On this page
- What is hepatitis C?
- How long does it take for hepatitis C to develop?
- What are the symptoms of hepatitis C?
- What tests are available for hepatitis C?
- How is hepatitis C transmitted?
- How common is hepatitis C?
- How can hepatitis C be treated?
- What occupations have an increased risk of hepatitis C?
- How can we prevent hepatitis C in the workplace?
Hepatitis C is an infectious liver disease caused by the hepatitis C virus (HCV). It causes liver swelling and can lead to serious liver damage. Infections of hepatitis C occur when the virus is able to enter the bloodstream and reach the liver.
There are other kinds of viral hepatitis, such as hepatitis A, hepatitis B, hepatitis D, and hepatitis E. These diseases and the viruses that cause them are not related to hepatitis C, even though they also affect the liver. They may have other, different symptoms and different modes of transmission, which means that there are different ways of spreading the disease and different means of preventing and controlling these diseases.
The incubation period (the time between initial contact with the virus and the onset of the disease) for hepatitis C is usually 6 to 7 weeks, but it can range from 2 weeks to 6 months. Not all people infected with the hepatitis C virus will develop symptoms. Some individuals may live with hepatitis C for years before symptoms develop.
For about 60 to 75% of individuals, no symptoms will be experienced (asymptomatic).
If present, the symptoms of acute hepatitis C infection include fatigue, fever, nausea, and yellowing of the skin and eyes (jaundice). Symptoms last about 2 to 12 weeks.
Health Canada states that about 60 to 70% of people with hepatitis C do not develop symptoms until their liver has already been damaged.
About 75% of individuals with an acute infection will develop a chronic condition. With chronic hepatitis C infection, about 25% of individuals will recover on their own (spontaneously). Symptoms of chronic infection include nausea, pruritus (itching), fatigue, lack of appetite, bleeding and bruising easily, dark urine, swelling and fluid buildup, confusion, drowsiness, and weight loss.
Blood tests are used to diagnose hepatitis C. Liver function tests can help indicate if there is damage to the liver.
The hepatitis C virus is spread primarily by exposure to blood.
People may get hepatitis C from needles, through exposure to blood in the workplace, from unsterile equipment used for body piercing, tattoos or acupuncture, exposure to dental or medical practices with poor infection control practices or by sharing personal care items, including toothbrushes, nail clippers, razors, scissors with infected people. Sharing drug paraphernalia such as needles, spoons, pipes, and straws contaminated with blood has also been associated with a risk. The risk of getting this virus from a blood transfusion is minimal, but still exists. All donated blood is screened for the hepatitis C virus.
Hepatitis C has been transmitted between sex partners. It has also been transmitted, although rarely, among household members, possibly because of frequent physical contact with small cuts or skin rashes. An infected mother can pass the virus to her child at birth.
There is no evidence that the hepatitis C virus is spread by casual contact. Sneezing, coughing, kissing, and hugging do not pose a risk for hepatitis C. In addition, there is no evidence that the hepatitis C virus is spread by food or water.
The hepatitis C virus can survive on surfaces outside the body for up to 3 weeks.
In Canada in 2020, the reported hepatitis C rate was 18.4 cases per 100,000 people, as reported by the Public Health Agency of Canada (published in 2023).
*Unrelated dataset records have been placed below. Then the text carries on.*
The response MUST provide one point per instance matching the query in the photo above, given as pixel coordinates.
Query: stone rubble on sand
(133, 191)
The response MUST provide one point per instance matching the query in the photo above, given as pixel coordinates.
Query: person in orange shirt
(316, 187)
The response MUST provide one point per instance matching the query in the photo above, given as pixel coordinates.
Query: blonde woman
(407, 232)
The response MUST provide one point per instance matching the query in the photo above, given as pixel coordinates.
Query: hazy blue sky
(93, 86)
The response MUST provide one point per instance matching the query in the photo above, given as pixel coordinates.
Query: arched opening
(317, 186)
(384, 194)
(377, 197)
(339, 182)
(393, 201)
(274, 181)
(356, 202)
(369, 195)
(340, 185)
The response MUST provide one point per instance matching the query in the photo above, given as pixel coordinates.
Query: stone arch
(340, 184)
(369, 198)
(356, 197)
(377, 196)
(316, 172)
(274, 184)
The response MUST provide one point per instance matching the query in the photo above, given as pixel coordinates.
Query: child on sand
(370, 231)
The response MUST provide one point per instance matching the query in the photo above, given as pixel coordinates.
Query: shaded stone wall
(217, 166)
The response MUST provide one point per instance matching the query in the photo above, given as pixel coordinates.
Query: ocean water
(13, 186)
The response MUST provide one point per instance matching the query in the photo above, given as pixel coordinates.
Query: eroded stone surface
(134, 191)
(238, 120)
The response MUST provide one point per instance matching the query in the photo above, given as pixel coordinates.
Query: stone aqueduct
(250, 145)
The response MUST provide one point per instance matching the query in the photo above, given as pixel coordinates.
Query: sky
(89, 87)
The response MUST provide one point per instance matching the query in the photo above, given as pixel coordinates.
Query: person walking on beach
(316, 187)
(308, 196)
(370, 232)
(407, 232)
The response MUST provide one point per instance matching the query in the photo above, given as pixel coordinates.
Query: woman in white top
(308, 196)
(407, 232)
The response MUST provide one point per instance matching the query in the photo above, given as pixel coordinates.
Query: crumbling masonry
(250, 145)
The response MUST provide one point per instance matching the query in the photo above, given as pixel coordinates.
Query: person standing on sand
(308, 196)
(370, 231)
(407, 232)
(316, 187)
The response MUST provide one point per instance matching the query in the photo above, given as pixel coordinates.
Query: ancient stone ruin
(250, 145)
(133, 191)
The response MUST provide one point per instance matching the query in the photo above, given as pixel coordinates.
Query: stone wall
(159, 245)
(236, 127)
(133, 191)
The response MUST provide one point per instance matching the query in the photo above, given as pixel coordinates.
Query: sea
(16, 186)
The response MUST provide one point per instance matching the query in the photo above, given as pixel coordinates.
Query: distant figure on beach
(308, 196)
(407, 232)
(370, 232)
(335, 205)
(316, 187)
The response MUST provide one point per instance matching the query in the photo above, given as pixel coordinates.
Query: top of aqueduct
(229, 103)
This rate includes cases with acute, chronic, and unspecified disease status.
When treatment is necessary, hepatitis C is generally treated with drug combinations, including antiviral drugs. Some adults will recover on their own within 6 months, but most will require treatment.
There is no vaccine for hepatitis C, but the vaccines for hepatitis A and B may be recommended to prevent further liver damage.
Hepatitis C may re-occur.
The risk of acquiring hepatitis C from the workplace depends on the amount of exposure to human blood or blood products and needlestick injuries. In general, occupational groups with increased risk include workers such as healthcare workers, dentists, and laboratory personnel who are repeatedly exposed to human blood and who are at risk of needlestick injuries. Tattooists, body piercers, and those who perform acupuncture may also be at risk.
There is currently no vaccine for hepatitis C. The risk of hepatitis C can be significantly reduced by implementing infection control guidelines suitable for the specific workplace.
Infection control precautions are the first line of defence to protect workers from hepatitis C and other blood-borne diseases. For this reason, the Public Health Agency of Canada recommends routine practices when there is a risk of exposure to blood or certain body fluids.